Workers at Kentucky’s multiple manufacturing facilities are expected to be disproportionately affected by the shift toward automation, making programs like RAMPS essential to advance employment opportunities in the commonwealth.
“While it is true that automation is expected to displace workers in manufacturing, the adoption of robot technology actually predicts wage growth as those positions are replaced with higher skilled workers in high-tech positions needed to interface with the robots,” Popa said.
RAMPS leaders expect around 200 students will be exposed to these technologies in the first year as part of pilot projects, followed by more robust and formalized workforce training programs and curricula to be developed in future years.
In addition to training workers, RAMPS will elevate UofL’s programs at LARRI, AMIST and MNTC by further improving the high-quality learning environment within these centers, attracting highly qualified faculty and talented students and increasing opportunities for additional funding.

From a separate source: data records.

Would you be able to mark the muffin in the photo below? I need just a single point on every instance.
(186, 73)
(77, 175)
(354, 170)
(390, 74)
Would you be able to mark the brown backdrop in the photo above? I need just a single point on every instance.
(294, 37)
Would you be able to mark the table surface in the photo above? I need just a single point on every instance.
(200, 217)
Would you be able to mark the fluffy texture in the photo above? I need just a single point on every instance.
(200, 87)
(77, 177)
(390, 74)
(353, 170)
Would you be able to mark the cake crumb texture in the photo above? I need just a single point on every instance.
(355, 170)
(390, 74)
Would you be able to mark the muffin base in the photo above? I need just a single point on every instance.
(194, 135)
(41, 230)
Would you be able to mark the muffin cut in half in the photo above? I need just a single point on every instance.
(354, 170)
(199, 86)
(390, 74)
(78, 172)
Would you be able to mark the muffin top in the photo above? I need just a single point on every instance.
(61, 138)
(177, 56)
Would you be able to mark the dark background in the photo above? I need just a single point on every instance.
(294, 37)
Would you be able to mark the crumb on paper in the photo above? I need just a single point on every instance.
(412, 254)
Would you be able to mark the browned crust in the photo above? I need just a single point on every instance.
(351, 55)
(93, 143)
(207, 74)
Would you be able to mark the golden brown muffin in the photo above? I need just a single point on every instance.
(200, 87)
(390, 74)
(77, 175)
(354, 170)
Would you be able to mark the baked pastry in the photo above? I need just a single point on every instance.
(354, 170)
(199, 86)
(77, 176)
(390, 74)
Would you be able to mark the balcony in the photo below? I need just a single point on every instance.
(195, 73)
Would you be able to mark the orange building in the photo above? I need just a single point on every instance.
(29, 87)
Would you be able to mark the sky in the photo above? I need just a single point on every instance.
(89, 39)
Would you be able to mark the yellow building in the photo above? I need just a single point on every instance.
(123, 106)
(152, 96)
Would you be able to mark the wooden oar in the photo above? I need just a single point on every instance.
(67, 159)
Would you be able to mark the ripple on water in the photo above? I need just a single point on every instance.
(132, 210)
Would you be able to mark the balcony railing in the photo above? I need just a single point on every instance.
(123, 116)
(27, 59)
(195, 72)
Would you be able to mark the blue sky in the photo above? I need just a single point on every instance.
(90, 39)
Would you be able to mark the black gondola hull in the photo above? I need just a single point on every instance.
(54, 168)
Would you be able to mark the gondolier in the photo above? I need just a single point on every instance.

Since the opening of LARRI’s dedicated robotics lab on the UofL campus in October, it has hosted more than 400 K-12 and college students, industry professionals and researchers to learn about existing and potential uses of robots, drones and other technology.
“The research we do here at UofL has real impact in engineering a future technology-driven economy in Kentucky and beyond,” said Kevin Gardner, UofL’s executive vice president for research and innovation. “We are grateful to Congressman Yarmuth for securing this funding to expand that impact and support our work to build the next generation of robotics technologies and professionals.”